This is one of my favorite ways to use cooked chicken or turkey, but sometimes you have chicken in the freezer too and this is an easy way to create a delicious, comforting meal on a cold winter’s night. If you are having friends or family over, you can supplement the meal with naan bread and some store-bought samosas to serve as appetizers.
Ingredients
2 tbsps. Canola oil
2 cups chopped yellow onions
3 garlic cloves, minced
2 tbsps. peeled and minced ginger
2 tbsps. curry powder
1 tsp. cumin
¼ tsp. cinnamon
2 tbsps. flour
1 cup plain yogurt
3 tbsps. Tomato paste
3 cups chicken broth
1 cup applesauce
3 lbs. skinless, boneless chicken breasts, cut into small bite sized pieces
10 oz. frozen peas
½ cup sour cream
½ cup unsweetened coconut milk
For serving
Chopped fresh cilantro
Cooked white basmati rice (I use Uncle Ben’s microwaveable packs!)
Mango chutney
Sliced bananas
Chopped fresh mango
Chopped cashews
Shredded coconut
1. Heat oil in a heavy Dutch oven over medium heat.

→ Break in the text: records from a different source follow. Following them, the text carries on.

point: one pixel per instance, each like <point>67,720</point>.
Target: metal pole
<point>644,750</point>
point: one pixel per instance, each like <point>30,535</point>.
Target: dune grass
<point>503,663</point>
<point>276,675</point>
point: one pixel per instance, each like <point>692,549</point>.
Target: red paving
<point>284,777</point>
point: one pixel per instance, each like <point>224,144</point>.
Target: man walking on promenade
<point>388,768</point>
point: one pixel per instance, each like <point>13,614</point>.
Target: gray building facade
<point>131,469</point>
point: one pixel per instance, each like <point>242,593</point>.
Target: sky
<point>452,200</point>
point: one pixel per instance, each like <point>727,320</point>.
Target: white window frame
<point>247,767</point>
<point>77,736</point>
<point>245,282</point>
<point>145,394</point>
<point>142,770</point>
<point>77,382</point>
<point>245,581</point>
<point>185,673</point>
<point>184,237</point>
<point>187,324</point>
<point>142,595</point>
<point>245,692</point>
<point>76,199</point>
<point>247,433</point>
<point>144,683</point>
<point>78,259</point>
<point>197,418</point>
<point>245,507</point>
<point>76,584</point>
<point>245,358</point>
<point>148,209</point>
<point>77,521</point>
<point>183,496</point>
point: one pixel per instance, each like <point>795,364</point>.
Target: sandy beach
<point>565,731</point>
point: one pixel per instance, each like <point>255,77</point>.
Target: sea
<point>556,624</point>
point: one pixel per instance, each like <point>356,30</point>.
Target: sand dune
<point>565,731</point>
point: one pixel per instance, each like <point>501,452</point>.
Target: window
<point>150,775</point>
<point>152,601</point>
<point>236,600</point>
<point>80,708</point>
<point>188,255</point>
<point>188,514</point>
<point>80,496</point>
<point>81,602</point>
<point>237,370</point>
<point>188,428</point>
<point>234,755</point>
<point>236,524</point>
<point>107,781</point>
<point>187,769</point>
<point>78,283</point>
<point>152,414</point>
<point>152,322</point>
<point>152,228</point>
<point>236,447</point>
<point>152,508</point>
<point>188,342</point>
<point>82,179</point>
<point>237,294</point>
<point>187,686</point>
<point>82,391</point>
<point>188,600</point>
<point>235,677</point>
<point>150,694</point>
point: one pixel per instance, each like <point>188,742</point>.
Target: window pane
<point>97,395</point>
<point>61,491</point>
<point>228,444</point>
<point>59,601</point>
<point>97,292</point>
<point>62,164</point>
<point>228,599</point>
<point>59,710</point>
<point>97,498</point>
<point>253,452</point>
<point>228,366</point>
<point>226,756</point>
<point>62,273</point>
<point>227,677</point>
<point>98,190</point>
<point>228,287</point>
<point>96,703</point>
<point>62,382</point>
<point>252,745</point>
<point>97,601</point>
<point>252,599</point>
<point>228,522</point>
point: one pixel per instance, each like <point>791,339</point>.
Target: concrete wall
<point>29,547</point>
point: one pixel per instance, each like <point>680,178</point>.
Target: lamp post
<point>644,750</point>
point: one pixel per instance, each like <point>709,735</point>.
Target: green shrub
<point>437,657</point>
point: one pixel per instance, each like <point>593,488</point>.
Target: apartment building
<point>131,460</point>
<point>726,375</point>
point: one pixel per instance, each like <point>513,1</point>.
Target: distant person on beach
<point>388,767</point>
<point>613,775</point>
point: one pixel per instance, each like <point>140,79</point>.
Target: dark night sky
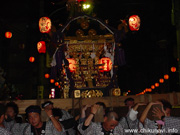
<point>149,52</point>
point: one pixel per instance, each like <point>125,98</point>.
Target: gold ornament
<point>79,33</point>
<point>92,32</point>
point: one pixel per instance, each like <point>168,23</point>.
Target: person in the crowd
<point>109,126</point>
<point>155,124</point>
<point>12,111</point>
<point>37,127</point>
<point>68,124</point>
<point>170,124</point>
<point>3,130</point>
<point>48,105</point>
<point>85,113</point>
<point>65,116</point>
<point>129,102</point>
<point>130,121</point>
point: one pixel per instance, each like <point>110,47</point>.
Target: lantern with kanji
<point>106,64</point>
<point>134,23</point>
<point>152,87</point>
<point>41,47</point>
<point>44,24</point>
<point>31,59</point>
<point>157,84</point>
<point>161,80</point>
<point>72,64</point>
<point>47,75</point>
<point>173,69</point>
<point>8,34</point>
<point>166,76</point>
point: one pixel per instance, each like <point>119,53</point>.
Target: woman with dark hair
<point>11,117</point>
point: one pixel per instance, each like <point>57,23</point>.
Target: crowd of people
<point>94,119</point>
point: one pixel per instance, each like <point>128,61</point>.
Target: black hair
<point>14,106</point>
<point>112,115</point>
<point>2,109</point>
<point>101,104</point>
<point>33,108</point>
<point>166,104</point>
<point>57,112</point>
<point>45,103</point>
<point>128,99</point>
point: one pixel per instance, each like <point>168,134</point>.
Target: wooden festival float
<point>87,54</point>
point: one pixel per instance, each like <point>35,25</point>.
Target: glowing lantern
<point>72,66</point>
<point>47,75</point>
<point>134,23</point>
<point>157,84</point>
<point>107,64</point>
<point>51,80</point>
<point>166,76</point>
<point>44,24</point>
<point>56,83</point>
<point>161,80</point>
<point>149,90</point>
<point>8,34</point>
<point>152,87</point>
<point>173,69</point>
<point>41,47</point>
<point>31,59</point>
<point>53,93</point>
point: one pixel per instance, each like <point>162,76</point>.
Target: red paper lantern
<point>72,66</point>
<point>44,25</point>
<point>107,64</point>
<point>173,69</point>
<point>8,34</point>
<point>56,83</point>
<point>134,23</point>
<point>157,84</point>
<point>41,47</point>
<point>31,59</point>
<point>166,76</point>
<point>161,80</point>
<point>52,92</point>
<point>47,75</point>
<point>152,87</point>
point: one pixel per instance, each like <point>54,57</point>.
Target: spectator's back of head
<point>57,112</point>
<point>33,109</point>
<point>111,115</point>
<point>14,106</point>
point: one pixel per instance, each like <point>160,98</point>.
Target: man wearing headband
<point>37,127</point>
<point>109,126</point>
<point>65,118</point>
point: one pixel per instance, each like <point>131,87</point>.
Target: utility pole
<point>40,88</point>
<point>176,22</point>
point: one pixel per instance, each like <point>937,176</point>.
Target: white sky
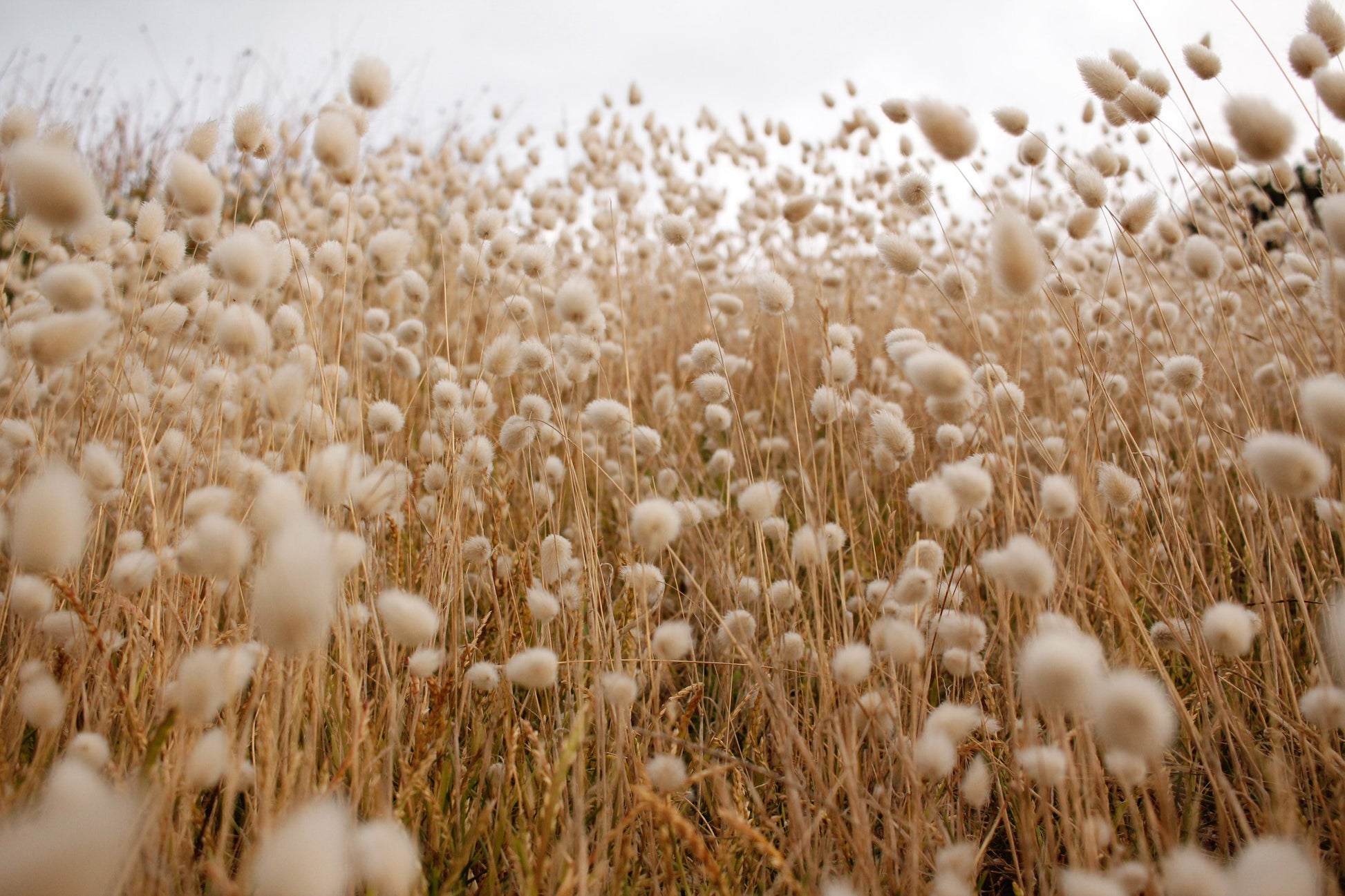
<point>550,61</point>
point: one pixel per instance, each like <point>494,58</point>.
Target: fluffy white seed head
<point>207,761</point>
<point>1275,866</point>
<point>1059,669</point>
<point>533,669</point>
<point>666,772</point>
<point>78,839</point>
<point>1021,565</point>
<point>294,602</point>
<point>1133,714</point>
<point>672,640</point>
<point>386,857</point>
<point>1288,464</point>
<point>1059,497</point>
<point>655,524</point>
<point>406,618</point>
<point>49,521</point>
<point>938,373</point>
<point>1322,404</point>
<point>775,295</point>
<point>370,82</point>
<point>1184,373</point>
<point>307,853</point>
<point>1228,629</point>
<point>852,664</point>
<point>947,128</point>
<point>1261,131</point>
<point>899,254</point>
<point>1016,255</point>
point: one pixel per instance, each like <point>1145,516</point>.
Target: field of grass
<point>408,517</point>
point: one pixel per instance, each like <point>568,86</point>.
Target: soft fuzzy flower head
<point>666,772</point>
<point>1131,714</point>
<point>370,82</point>
<point>1057,670</point>
<point>775,295</point>
<point>51,183</point>
<point>760,499</point>
<point>386,857</point>
<point>1322,404</point>
<point>533,669</point>
<point>947,128</point>
<point>1118,488</point>
<point>1016,255</point>
<point>406,618</point>
<point>77,839</point>
<point>938,373</point>
<point>294,600</point>
<point>655,524</point>
<point>672,640</point>
<point>49,521</point>
<point>1275,866</point>
<point>1261,131</point>
<point>1184,373</point>
<point>1288,464</point>
<point>852,664</point>
<point>1021,565</point>
<point>1228,629</point>
<point>307,853</point>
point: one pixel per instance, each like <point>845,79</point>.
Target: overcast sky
<point>549,62</point>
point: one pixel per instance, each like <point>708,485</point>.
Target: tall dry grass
<point>436,370</point>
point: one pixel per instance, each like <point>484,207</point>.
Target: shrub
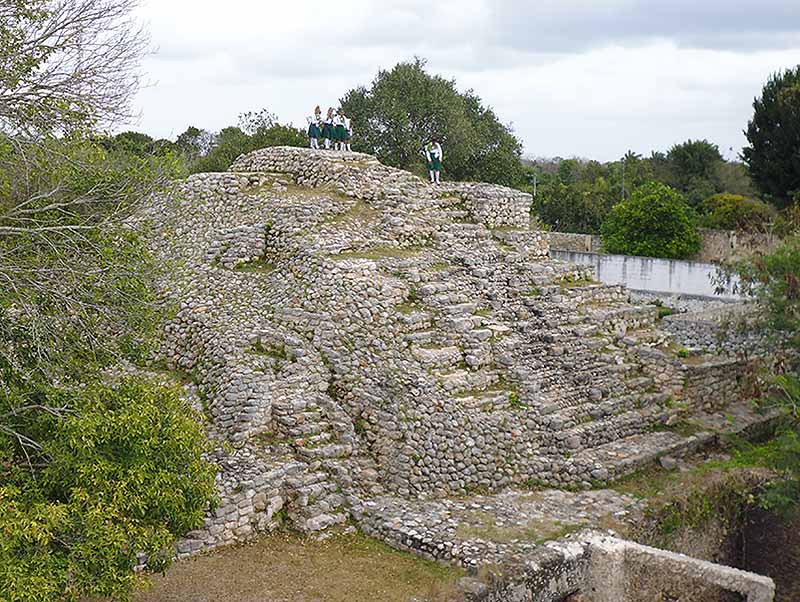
<point>654,222</point>
<point>734,212</point>
<point>120,472</point>
<point>774,137</point>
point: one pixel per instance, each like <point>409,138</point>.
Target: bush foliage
<point>654,222</point>
<point>406,106</point>
<point>118,474</point>
<point>735,212</point>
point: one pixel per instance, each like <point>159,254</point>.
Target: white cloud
<point>567,89</point>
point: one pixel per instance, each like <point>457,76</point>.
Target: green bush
<point>119,473</point>
<point>734,212</point>
<point>654,222</point>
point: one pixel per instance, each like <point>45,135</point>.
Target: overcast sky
<point>590,78</point>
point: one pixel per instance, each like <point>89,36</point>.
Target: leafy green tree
<point>116,471</point>
<point>194,143</point>
<point>654,222</point>
<point>693,169</point>
<point>255,130</point>
<point>67,65</point>
<point>579,208</point>
<point>734,212</point>
<point>134,143</point>
<point>89,474</point>
<point>406,107</point>
<point>774,281</point>
<point>773,133</point>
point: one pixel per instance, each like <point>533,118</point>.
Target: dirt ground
<point>772,547</point>
<point>289,568</point>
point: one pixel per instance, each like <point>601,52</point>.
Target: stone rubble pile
<point>356,333</point>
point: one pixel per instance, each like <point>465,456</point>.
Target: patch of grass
<point>276,352</point>
<point>377,253</point>
<point>569,281</point>
<point>407,308</point>
<point>515,402</point>
<point>287,566</point>
<point>359,212</point>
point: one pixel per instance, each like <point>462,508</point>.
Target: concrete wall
<point>623,571</point>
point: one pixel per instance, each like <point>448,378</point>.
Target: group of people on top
<point>336,131</point>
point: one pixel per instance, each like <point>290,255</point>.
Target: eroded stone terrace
<point>361,340</point>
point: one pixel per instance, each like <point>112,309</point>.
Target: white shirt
<point>435,151</point>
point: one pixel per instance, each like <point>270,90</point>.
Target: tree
<point>774,281</point>
<point>255,130</point>
<point>773,133</point>
<point>117,471</point>
<point>194,143</point>
<point>654,222</point>
<point>89,474</point>
<point>734,212</point>
<point>693,169</point>
<point>67,63</point>
<point>406,107</point>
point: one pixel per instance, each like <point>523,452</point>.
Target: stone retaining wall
<point>354,331</point>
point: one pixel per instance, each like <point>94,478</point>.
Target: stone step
<point>461,381</point>
<point>599,432</point>
<point>332,450</point>
<point>487,401</point>
<point>438,357</point>
<point>575,415</point>
<point>422,337</point>
<point>623,457</point>
<point>307,430</point>
<point>464,308</point>
<point>416,320</point>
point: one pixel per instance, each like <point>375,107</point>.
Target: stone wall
<point>623,571</point>
<point>354,331</point>
<point>728,245</point>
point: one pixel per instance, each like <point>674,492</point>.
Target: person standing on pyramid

Add onions and sauté until browned about 10-15 minutes. Add ginger and garlic and sauté for 1 minute. Add curry, cumin, and cinnamon, sauté until fragrant for another minute. Add flour, then yogurt, and tomato paste and whisk until sauce appears to be smooth for about a minute. Add broth and apple sauce and bring to a boil. Reduce heat and simmer for about 30 minutes.
2. Add chicken and peas to sauce and simmer until chicken is cooked through for about 5 minutes. Add sour cream and coconut milk and reduce heat to medium low. Stir until chicken is cooked through (do not boil) for about 5 minutes. Season with salt and pepper. Top with cilantro and serve with accompaniments.